I was lucky growing up where I did, when I did, and how I did. My dad always took us fishing when we were young. We fished mostly with spinning rods from shore, but for a few years even had a boat of our own that my parents bought used.
Shortly after moving to the Metro Detroit area I was introduced to a completely different kind of fishing; trolling with planer boards. The combination of the multi-line spread and success it more than often yields, left me fish smitten. Eventually this would translate into the purchase a modest, modified-V. A Ranger RT188 (18’ welded aluminum).
We took the Jon Boat out on Father’s Day for several years, starting with inland lakes, and eventually working up the courage to brave the likes of the Lake St. Clair shipping channel. Mostly after walleye, knowing that the lake is an incredible hatchery and you are bound to catch any number of species ranging from pike and musky to perch, giant smallmouth, and freshwater drum (sheephead) to name a few.

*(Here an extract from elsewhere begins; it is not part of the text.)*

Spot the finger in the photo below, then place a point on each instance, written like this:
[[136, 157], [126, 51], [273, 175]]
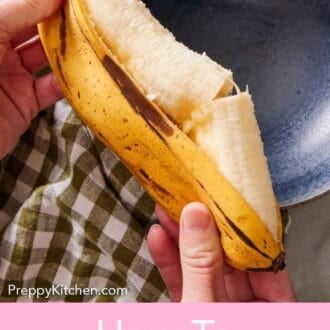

These days we’ve traded up. That modified-V is now an 1850 Ranger Reata. 2,250 lbs of fiberglass and 8 ½ foot-wide cockpit designed to fish and play. This past Father’s Day was our first in the Reata. We scrambled to install the tandem port and starboard gimbal mount rod holders and the dash and stern Lowrance electronics necessary to complete the program, and the day didn’t disappoint. Hours of fun on the water and a bucket of fish to cook for dinner to boot.
Although we haven’t always fished the same lakes for the same target species, we do always have a blast, notwithstanding the occasional impending storm cell. You grin and bear it and all the weather fades to the background when you put a rod in your nephew’s hand, focus on detaching boards and netting fish, and he lands his first musky.